目の前で起こっている事が信じられず、目を見開く。
「ちょっと、まろ!!ここ外ッ!!//」
「いいやん別に。誰も見てないって笑」
ないちゃんはいふくんに怒りながらもまんざらでもない顔をしていて、いふくんはそんなないちゃんを見つめて優しく微笑んでいる。僕がッ、見た事ない顔。
「あ、れッ?」
気がつくと僕は泣いていて、大粒の涙が目から溢れ出していた。
何で、泣く必要なんてないのに。だって、いふくんはないちゃんとッ、!
僕は涙が再度出そうになるのを堪え、ないちゃんといふくんを横目に無我夢中で走った。
********
「、はぁッ、はぁッ、っ、」
これで大分、先程の公園から離れられたかな、。
息を整えながら、先程の出来事を思い出す。
『自惚れ』
頭の中に浮かぶ1つの言葉。今の僕にはお似合いの言葉。
だって、いふくんともしかしたら結ばれるかも、何て淡い思いを抱いていたのだから。
本当になんて惨めなんだろう。
僕だけのいふくんなんてものは存在していなかった。
いふくんは僕がもう手を出せない誰かのもので。
その誰かはいふくんのものでッ、。
「う“あああああああ!!」
傘を投げ捨て、頭を抱えしゃがみ込み大声で泣き叫ぶ。
雨が服を顔を鞄を、濡れまいと大事にしていたいふくんへのプレゼントを濡らしいく。
僕は、いふくんの
気遣いが出来るのが好き。
困ってる時に助けてくれるのが好き。
猫が好きって言ってるのが好き。
僕になんだかんだ甘いのが好き。
すらっとした横顔、笑った顔が好き。
、僕を「ほとけ」って呼ぶ優しい声が好きッ、。
頭の中にいふくんを思い出すだけど胸が苦しくて痛い。いふくんとの2人だけの思い出が頭の中で回想されていく。
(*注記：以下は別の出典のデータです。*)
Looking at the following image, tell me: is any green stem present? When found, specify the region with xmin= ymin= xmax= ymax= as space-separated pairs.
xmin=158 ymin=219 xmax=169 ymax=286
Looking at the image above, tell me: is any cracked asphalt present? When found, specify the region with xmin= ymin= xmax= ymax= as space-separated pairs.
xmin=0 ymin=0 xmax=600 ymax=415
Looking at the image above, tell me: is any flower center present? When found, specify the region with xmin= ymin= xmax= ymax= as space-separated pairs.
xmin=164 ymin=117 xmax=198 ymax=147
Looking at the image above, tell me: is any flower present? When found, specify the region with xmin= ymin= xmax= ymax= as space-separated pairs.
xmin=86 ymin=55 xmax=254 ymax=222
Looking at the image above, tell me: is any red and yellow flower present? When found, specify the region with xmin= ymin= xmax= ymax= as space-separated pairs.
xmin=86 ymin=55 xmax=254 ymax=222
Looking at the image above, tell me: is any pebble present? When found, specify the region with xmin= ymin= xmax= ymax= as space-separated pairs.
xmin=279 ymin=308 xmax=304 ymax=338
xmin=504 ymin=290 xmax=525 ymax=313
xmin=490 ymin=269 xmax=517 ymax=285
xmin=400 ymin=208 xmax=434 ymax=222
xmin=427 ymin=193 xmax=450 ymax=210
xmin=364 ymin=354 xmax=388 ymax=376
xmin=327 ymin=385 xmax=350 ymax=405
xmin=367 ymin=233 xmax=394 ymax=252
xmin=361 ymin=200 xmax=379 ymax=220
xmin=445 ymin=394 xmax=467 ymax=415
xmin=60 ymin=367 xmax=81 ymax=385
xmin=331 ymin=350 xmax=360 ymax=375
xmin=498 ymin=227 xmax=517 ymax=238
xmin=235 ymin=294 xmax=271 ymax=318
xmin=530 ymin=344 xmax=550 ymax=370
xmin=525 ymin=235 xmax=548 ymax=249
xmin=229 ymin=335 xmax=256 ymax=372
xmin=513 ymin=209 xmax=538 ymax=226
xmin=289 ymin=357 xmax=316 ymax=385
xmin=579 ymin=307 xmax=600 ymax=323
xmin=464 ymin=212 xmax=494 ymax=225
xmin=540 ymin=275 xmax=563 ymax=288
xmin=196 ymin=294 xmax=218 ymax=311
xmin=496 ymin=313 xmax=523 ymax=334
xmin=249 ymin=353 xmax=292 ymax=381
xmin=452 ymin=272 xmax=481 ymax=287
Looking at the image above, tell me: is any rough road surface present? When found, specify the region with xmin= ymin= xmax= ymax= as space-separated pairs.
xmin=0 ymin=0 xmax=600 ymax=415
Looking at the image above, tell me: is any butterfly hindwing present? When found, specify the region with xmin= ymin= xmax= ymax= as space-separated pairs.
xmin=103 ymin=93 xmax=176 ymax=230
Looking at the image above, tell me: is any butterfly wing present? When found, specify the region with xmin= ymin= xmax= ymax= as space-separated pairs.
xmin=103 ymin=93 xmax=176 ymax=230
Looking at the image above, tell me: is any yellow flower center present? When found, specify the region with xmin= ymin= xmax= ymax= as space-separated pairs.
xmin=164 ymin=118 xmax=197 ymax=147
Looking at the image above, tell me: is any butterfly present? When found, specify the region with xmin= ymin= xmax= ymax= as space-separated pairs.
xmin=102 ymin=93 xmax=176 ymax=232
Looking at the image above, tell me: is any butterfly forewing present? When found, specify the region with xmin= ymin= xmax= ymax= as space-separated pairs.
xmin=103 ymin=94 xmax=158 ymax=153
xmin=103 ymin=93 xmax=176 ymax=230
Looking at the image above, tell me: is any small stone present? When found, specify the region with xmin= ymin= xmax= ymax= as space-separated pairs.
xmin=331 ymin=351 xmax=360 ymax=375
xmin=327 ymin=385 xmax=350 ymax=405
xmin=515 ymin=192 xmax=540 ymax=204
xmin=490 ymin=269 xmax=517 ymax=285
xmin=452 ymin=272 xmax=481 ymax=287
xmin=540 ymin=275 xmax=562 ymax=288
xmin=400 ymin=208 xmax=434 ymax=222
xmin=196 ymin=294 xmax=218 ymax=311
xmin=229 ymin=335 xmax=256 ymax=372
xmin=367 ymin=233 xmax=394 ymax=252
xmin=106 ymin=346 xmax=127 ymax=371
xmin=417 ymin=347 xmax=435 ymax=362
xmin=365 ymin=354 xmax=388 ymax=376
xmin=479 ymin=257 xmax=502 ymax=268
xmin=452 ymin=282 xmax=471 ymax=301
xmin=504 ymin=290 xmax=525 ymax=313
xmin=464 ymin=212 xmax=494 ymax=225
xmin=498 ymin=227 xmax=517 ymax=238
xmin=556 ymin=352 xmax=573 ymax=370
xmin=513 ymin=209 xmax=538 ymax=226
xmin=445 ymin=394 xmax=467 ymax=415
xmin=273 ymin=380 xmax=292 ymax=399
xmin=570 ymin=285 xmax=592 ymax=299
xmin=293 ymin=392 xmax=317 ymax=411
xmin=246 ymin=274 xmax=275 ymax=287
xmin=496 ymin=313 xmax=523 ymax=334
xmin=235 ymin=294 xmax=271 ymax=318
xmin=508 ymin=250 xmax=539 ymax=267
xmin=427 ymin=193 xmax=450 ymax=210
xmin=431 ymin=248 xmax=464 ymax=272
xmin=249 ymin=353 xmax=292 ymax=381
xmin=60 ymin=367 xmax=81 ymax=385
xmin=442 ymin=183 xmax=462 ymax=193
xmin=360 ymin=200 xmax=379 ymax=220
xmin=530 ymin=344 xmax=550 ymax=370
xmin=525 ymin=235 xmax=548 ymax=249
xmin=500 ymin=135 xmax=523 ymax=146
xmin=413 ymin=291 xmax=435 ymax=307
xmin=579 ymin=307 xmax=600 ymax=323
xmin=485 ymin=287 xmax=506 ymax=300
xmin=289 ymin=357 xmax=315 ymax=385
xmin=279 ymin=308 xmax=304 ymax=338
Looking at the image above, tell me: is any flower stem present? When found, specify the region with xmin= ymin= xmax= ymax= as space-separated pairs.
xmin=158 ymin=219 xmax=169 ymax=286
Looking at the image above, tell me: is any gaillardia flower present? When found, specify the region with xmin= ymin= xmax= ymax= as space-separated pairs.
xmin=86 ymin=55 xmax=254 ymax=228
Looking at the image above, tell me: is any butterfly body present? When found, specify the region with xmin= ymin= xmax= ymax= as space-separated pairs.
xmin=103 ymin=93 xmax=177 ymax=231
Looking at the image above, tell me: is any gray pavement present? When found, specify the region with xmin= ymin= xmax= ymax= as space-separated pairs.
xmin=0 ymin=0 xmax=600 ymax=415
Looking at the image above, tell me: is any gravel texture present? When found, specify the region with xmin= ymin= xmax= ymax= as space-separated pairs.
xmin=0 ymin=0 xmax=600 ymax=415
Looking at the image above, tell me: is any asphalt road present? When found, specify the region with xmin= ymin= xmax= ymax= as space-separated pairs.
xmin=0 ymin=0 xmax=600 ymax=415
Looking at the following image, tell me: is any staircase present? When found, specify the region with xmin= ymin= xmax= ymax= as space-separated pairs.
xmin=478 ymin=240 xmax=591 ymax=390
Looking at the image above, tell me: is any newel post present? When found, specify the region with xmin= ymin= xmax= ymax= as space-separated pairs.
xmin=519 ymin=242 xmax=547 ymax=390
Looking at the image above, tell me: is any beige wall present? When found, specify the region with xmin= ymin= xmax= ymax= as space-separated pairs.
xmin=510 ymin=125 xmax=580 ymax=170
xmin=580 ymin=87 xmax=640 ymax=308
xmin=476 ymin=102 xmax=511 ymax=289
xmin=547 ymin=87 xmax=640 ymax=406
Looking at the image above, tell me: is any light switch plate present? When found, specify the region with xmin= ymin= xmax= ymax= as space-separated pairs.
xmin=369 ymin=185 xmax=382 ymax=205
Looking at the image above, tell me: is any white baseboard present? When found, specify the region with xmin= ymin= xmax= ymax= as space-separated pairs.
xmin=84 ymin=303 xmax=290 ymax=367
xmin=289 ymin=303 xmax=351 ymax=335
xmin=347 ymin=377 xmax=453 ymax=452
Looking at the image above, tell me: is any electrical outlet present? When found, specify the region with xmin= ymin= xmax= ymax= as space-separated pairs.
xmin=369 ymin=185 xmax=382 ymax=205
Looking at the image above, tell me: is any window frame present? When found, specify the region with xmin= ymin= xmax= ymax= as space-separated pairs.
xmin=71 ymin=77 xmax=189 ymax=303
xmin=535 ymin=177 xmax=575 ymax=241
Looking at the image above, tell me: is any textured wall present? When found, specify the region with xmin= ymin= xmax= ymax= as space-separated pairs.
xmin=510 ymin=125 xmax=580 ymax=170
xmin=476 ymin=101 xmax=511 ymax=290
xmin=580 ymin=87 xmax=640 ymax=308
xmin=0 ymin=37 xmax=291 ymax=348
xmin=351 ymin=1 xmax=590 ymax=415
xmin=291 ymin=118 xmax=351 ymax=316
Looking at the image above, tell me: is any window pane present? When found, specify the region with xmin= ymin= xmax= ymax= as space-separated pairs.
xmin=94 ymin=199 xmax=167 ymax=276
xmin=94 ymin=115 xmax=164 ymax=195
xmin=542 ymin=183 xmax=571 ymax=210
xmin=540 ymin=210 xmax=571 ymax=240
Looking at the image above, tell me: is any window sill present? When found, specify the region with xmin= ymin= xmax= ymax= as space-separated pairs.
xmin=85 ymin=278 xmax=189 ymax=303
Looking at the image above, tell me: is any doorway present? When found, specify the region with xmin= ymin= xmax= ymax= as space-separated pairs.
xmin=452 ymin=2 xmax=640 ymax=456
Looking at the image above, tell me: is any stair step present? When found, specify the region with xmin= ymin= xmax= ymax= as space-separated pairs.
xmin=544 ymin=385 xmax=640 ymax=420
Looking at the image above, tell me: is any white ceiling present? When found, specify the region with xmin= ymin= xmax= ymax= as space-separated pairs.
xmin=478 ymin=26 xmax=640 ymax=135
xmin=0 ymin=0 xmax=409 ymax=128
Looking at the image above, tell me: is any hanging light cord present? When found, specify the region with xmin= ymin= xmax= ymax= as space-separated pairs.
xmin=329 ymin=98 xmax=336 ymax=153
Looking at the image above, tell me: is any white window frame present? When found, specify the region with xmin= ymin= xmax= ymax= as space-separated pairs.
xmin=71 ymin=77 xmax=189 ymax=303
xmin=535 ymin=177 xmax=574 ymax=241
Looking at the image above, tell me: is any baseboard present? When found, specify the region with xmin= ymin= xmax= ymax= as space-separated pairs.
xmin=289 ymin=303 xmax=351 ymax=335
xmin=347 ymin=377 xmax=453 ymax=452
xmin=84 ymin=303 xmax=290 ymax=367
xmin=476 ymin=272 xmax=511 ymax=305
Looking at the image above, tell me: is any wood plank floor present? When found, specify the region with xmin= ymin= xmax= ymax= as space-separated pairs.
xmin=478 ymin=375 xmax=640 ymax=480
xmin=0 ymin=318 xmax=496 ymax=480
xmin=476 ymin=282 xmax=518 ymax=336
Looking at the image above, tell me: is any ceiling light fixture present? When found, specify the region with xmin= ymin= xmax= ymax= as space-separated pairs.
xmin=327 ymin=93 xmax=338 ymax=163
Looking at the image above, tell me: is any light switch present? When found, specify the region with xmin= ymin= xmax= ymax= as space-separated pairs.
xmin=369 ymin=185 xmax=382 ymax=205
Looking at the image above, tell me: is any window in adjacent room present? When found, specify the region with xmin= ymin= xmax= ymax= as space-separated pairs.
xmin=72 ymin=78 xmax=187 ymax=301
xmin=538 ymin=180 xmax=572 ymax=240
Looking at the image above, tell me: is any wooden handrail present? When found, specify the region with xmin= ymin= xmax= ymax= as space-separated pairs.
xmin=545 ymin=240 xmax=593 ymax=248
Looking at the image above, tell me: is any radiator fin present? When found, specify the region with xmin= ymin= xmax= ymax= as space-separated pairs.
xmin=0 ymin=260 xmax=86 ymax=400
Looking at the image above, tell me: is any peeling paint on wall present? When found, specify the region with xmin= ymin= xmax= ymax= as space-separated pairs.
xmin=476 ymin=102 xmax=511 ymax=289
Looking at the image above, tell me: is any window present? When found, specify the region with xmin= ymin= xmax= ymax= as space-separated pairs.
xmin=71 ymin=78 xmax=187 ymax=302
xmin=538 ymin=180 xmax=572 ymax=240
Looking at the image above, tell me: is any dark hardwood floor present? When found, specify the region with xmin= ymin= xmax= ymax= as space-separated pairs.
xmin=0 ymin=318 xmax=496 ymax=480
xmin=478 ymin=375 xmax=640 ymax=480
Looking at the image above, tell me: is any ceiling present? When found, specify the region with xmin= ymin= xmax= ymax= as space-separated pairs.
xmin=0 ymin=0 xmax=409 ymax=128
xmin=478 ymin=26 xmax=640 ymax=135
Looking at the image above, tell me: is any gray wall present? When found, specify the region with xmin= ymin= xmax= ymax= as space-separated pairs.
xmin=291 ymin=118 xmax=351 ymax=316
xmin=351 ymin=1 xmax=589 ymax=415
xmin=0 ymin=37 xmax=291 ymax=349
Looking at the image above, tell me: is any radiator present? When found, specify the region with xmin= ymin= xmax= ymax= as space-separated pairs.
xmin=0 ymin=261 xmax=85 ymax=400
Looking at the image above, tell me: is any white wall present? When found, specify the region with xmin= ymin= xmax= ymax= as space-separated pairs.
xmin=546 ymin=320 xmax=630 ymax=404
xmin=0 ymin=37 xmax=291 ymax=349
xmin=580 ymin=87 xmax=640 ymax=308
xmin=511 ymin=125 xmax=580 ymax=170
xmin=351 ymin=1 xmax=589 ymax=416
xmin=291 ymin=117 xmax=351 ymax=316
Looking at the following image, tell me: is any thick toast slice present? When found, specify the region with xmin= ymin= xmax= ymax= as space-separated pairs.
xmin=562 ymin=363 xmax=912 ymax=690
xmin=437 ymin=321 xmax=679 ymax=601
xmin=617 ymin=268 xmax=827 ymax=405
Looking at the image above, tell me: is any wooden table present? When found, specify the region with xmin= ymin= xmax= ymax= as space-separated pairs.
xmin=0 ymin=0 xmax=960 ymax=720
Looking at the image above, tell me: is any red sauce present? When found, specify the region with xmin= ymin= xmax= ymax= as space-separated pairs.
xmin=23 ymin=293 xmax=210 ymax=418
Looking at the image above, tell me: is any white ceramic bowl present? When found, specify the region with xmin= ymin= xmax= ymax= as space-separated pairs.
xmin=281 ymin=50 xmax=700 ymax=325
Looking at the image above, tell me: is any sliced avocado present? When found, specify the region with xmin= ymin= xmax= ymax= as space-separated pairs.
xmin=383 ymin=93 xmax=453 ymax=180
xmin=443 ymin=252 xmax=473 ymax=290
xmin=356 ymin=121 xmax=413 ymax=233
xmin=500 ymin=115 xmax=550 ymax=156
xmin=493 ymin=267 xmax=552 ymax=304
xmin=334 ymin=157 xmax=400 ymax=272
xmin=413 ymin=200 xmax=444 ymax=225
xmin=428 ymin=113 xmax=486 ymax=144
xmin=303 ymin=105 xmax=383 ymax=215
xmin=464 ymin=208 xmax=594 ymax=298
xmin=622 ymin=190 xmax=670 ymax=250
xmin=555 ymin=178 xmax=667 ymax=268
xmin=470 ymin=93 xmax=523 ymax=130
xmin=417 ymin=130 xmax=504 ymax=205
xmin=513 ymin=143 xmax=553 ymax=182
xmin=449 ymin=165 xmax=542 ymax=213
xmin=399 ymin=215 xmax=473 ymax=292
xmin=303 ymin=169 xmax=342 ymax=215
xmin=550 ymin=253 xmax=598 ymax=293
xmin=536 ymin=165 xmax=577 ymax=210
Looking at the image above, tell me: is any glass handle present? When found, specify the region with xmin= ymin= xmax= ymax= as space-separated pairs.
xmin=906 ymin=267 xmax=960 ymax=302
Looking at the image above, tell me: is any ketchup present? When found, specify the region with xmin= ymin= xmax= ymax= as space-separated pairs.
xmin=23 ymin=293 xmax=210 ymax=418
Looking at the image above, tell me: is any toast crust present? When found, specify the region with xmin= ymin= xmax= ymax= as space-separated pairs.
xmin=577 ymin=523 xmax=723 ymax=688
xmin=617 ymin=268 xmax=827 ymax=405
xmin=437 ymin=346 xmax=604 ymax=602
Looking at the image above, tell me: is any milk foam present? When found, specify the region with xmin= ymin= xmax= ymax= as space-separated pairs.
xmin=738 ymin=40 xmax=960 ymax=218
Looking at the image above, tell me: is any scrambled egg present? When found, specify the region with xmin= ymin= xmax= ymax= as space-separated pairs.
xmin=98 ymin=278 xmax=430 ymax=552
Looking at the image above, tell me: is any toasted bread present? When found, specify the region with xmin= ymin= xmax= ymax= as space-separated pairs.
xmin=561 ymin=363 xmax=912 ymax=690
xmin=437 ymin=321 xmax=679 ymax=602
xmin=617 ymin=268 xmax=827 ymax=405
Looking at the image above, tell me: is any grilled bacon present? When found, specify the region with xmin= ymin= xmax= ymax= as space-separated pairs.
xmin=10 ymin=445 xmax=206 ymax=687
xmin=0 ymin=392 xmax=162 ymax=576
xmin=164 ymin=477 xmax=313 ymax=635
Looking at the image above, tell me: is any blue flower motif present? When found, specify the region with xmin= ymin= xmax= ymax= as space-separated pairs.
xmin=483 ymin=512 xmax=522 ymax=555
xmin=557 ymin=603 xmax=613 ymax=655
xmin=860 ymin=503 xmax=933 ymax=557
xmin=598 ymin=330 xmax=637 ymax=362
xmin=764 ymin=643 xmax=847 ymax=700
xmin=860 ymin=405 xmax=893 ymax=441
僕は自分勝手だ。馬鹿だ。惨めだ。、こんな僕には最初から勝ち目なんてある筈がなかったんだ。
「ぅッあ”、っいふくん“ッ!!いふくんッ!!」
僕はもう叶うはずもない恋をした好きな人の名前を叫び、泣き続けた。
僕が泣き叫ぶ声が周りに響き渡る中、その声を掻き消す様に雨の降る音が先程よりいっそう大きくなった様な気がした。